Consistency of variety of machine learning and statistical models in predicting clinical risks of individual patients: longitudinal cohort study using cardiovascular disease as exemplar

Abstract Objective To assess the consistency of machine learning and statistical techniques in predicting individual level and population level risks of cardiovascular disease and the effects of censoring on risk predictions. Design Longitudinal cohort study from 1 January 1998 to 31 December 2018. Setting and participants 3.6 million patients from the Clinical Practice Research Datalink registered at 391 general practices in England with linked hospital admission and mortality records. Main outcome measures Model performance including discrimination, calibration, and consistency of individual risk prediction for the same patients among models with comparable model performance. 19 different prediction techniques were applied, including 12 families of machine learning models (grid searched for best models), three Cox proportional hazards models (local fitted, QRISK3, and Framingham), three parametric survival models, and one logistic model.
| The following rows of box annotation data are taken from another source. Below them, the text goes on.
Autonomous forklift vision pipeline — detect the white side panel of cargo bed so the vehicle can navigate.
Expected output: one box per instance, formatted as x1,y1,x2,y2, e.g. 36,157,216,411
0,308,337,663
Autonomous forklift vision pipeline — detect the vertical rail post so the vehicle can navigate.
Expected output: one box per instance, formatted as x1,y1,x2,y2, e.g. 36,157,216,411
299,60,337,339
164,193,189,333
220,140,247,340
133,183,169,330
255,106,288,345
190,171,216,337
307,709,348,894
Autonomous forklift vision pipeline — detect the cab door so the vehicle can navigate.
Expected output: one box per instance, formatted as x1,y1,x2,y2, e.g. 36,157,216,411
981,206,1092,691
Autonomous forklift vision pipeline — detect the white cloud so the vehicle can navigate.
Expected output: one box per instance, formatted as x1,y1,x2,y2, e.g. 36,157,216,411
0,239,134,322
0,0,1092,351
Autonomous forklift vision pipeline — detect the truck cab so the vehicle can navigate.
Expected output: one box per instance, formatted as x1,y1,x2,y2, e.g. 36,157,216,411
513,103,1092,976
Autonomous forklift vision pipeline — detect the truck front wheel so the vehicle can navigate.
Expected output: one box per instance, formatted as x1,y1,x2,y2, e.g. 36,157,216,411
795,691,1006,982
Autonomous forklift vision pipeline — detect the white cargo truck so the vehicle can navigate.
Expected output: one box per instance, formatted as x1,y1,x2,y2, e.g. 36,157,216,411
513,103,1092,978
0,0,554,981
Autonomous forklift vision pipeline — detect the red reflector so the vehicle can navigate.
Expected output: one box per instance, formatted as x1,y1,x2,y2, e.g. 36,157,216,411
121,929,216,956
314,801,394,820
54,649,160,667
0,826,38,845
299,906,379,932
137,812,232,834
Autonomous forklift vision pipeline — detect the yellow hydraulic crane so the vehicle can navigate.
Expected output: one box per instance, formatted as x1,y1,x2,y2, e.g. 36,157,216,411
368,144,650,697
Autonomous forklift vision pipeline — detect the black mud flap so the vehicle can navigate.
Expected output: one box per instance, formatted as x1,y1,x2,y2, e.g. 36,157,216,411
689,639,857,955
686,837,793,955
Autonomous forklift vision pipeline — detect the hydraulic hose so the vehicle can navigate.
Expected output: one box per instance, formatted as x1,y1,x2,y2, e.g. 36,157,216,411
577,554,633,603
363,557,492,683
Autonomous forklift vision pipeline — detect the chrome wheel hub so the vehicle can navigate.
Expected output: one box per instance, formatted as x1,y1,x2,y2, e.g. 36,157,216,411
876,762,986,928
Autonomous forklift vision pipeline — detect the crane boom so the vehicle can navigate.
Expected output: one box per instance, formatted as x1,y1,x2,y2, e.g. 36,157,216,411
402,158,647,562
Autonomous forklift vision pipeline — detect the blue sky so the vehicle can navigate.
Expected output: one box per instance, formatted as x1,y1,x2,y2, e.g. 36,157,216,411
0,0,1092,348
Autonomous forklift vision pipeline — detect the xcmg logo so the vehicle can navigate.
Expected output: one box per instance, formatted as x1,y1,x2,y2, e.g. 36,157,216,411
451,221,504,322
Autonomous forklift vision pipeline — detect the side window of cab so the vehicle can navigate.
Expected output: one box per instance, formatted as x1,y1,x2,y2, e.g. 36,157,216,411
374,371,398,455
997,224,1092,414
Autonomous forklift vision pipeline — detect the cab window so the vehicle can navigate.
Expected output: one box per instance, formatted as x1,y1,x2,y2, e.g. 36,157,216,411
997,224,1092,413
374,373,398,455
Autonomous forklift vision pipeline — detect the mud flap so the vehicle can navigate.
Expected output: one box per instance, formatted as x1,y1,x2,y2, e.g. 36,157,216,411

Results The various models had similar population level performance (C statistics of about 0.87 and similar calibration). However, the predictions for individual risks of cardiovascular disease varied widely between and within different types of machine learning and statistical models, especially in patients with higher risks. A patient with a risk of 9.5-10.5% predicted by QRISK3 had a risk of 2.9-9.2% in a random forest and 2.4-7.2% in a neural network. The differences in predicted risks between QRISK3 and a neural network ranged between –23.2% and 0.1% (95% range). Models that ignored censoring (that is, assumed censored patients to be event free) substantially underestimated risk of cardiovascular disease. Of the 223 815 patients with a cardiovascular disease risk above 7.5% with QRISK3, 57.8% would be reclassified below 7.5% when using another model. Conclusions A variety of models predicted risks for the same patients very differently despite similar model performances. The logistic models and commonly used machine learning models should not be directly applied to the prediction of long term risks without considering censoring. Survival models that consider censoring and that are explainable, such as QRISK3, are preferable. The level of consistency within and between models should be routinely assessed before they are used for clinical decision making.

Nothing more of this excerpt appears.